Arbeitsblatt zum Gedicht
PDF (29.8 KB)

Details zum Gedicht „Der Schädel“

Anzahl Strophen
8
Anzahl Verse
80
Anzahl Wörter
398
Entstehungsjahr
1842 - 1906
Epoche
Realismus,
Naturalismus,
Moderne

Gedicht-Analyse

Das Gedicht „Der Schädel“ wurde von Heinrich Seidel geschrieben, einem deutschen Ingenieur und Schriftsteller, der von 1842 bis 1906 lebte. Es fällt damit in das 19. Jahrhundert und kann der literarischen Epoche des Realismus zugerechnet werden.

Das Gedicht beginnt damit, dass das lyrische Ich einen menschlichen Schädel im Licht einer Lampe betrachtet. Die hohlen Augenhöhlen, die einst lebendig waren, sind jetzt dunkel und ohne irgendeine Spur von Leben. Das lyrische Ich verweist auf den ehemaligen Träger des Schädels, dass seine Existenz nun versunken und ausgelöscht ist.

In den folgenden Strophen stellt das lyrische Ich dem Schädel verschiedene Fragen, etwa wie dessen Leben ausgesehen hat, welche Gedanken in dem Schädel kreisten und welche Taten er vollbracht hat. Obwohl der Schädel unmöglich antworten kann, da er tot ist, lässt das lyrische Ich ihn nicht ungerührt.

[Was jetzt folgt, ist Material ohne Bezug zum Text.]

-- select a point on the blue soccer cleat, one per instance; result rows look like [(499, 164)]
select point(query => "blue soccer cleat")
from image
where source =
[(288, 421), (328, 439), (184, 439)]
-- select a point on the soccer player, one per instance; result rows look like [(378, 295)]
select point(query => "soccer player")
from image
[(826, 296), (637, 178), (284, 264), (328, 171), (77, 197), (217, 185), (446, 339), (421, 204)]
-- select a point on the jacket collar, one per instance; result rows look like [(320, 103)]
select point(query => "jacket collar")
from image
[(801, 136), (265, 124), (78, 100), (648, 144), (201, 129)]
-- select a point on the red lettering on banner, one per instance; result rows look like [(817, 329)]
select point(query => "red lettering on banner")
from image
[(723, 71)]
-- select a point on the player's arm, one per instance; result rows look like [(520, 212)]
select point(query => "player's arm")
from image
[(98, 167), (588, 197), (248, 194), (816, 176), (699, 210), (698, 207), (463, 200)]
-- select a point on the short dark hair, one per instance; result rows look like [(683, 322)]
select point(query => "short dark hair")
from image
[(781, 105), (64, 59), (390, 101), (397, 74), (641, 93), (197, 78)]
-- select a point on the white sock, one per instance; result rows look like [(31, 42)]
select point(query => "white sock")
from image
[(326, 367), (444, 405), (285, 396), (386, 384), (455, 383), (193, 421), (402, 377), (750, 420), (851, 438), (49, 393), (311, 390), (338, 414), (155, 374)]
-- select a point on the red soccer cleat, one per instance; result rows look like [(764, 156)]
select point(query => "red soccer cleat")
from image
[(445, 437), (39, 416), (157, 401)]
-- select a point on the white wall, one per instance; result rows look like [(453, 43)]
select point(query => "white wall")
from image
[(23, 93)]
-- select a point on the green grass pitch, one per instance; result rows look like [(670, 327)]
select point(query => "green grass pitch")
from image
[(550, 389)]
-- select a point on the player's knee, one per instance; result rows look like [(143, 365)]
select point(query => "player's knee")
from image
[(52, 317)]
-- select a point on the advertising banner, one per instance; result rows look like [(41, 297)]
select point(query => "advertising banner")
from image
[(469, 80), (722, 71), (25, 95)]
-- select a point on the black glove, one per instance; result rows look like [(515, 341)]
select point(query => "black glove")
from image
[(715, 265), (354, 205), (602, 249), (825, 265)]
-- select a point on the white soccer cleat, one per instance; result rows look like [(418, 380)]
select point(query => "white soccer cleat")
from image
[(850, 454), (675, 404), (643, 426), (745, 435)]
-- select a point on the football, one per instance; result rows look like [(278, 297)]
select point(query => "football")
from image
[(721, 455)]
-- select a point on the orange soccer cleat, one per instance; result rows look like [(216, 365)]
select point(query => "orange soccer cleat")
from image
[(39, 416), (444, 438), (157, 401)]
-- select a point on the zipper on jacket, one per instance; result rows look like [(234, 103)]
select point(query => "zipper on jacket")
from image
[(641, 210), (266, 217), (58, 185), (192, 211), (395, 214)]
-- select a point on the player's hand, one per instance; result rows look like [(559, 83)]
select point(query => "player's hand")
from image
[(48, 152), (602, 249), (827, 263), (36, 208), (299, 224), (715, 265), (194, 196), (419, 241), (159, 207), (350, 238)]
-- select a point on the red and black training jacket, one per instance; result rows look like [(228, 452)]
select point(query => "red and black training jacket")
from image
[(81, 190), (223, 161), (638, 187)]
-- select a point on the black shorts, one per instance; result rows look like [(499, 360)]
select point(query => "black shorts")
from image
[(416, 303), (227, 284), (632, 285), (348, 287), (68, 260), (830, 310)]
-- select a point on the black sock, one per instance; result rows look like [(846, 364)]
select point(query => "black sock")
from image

Die vorherigen Leben und Erfahrungen, die in dem Schädel gespeichert waren, sind nun ausgelöscht und unwiederbringlich verloren.

Das lyrische Ich reflektiert darüber, wie das menschliche Schicksal unbeständig ist wie Glas und wie das Glück vergänglich ist wie Blumen und Gras. Es zeigt uns, dass das Leben brutal und unsicher ist und oft von Krieg, Krankheit und Hunger geplagt wird.

In den weiteren Strophen thematisiert Seidel die Eitelkeit und Vergänglichkeit des menschlichen Wertes und Ruhms. Er spricht über das Verhalten von Eroberern, die ihre Macht und ihren Ruhm genießen, aber nur um schließlich zu fallen und vergessen zu werden. Die letzte Strophe endet mit der Vorstellung, dass das lyrische Ich eines Tages auch nur ein leerer, grinsender Schädel sein wird.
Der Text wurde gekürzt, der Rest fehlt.